Was this animal for real? It sounded more like something from a poorly scripted, low-budget horror film. Could an ancient relative of everyone's favourite venomous, duck-billed, egg-laying mammal really have grown to epic proportions and had a taste for flesh? I could picture the scene through the Hollywood lens: maniacal monotremes marauding through the sewers of Sydney, ready to burst out of drains and clamp their bills around the ankles of unsuspecting pedestrians, dragging them to untimely deaths.

Implausible as it sounded, this prehistoric Platyzilla really did exist – even if descriptions of it were a little overblown in the press. Researchers led by Professors Mike Archer and Sue Hand, at UNSW Australia, announced in late 2013 that they'd discovered the remains of a metre-long species which had powerful teeth for preying upon turtles, frogs and fish.
Obdurodon tharalkooschild
inhabited pools and rivers in the rainforests that covered Queensland's Riversleigh region 5–15 million years ago.

The description of this animal as ‘giant' in news reports conjured images of an animal the size of a small car, so I was disappointed to find it had been much smaller. Nevertheless, by monotreme standards, it was huge. Today's platypus is about half
a metre in length and, as an adult, doesn't have teeth, instead relying on horny pads in its bill to crunch up invertebrates. Although
O. tharalkooschild
was only twice as long as a modern platypus, it is likely to have been about four times the weight.

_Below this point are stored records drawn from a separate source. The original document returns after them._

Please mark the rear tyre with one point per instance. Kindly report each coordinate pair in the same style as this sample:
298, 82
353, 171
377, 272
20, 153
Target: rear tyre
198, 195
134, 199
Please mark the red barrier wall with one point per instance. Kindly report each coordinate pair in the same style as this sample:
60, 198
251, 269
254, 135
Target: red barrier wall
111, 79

Former UNSW student Rebecca Pian, now at Columbia University, discovered a fossil tooth at the Riversleigh World Heritage Area in 2012. The size and eating habits of the new species were later determined from a detailed study of the size, shape and function of the tooth, which is yet to be dated definitively.

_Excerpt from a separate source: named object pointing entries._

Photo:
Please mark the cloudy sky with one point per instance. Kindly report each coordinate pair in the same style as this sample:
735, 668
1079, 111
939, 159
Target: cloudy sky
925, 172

Fossil discoveries over the past 40 years have given us snippets of information about platypus evolution, and have shown that similar animals have been a part of the Australian story for at least 110 million years. The most ancient platypuses have also been found in Antarctica, South America and possibly Madagascar. By around 25 million years ago, however, they were left only in Australia, where up to three species shared the streams of the lush north and centre of the continent.

In 1975, the first known ancient platypus was described from fossilised teeth found in central Australia – by Mike Archer and US palaeontologists Michael Woodbourne and Richard Tedford. They named the 26-million-year-old species
Obdurodon insignis. Obdurodon
means ‘persisting tooth' and distinguished this genus of prehistoric toothed platypuses from their modern descendants.

A second toothed platypus,
Obdurodon dicksoni
, was discovered by Mike Archer's group at Riversleigh in 1984 and dated to about 15 million years ago. Even more exciting was the discovery of the teeth of a 61-million-year-old South American relative in 1992. Hailing from Patagonia,
Monotrematum sudamericanum
demonstrated how widespread these early platypuses had been.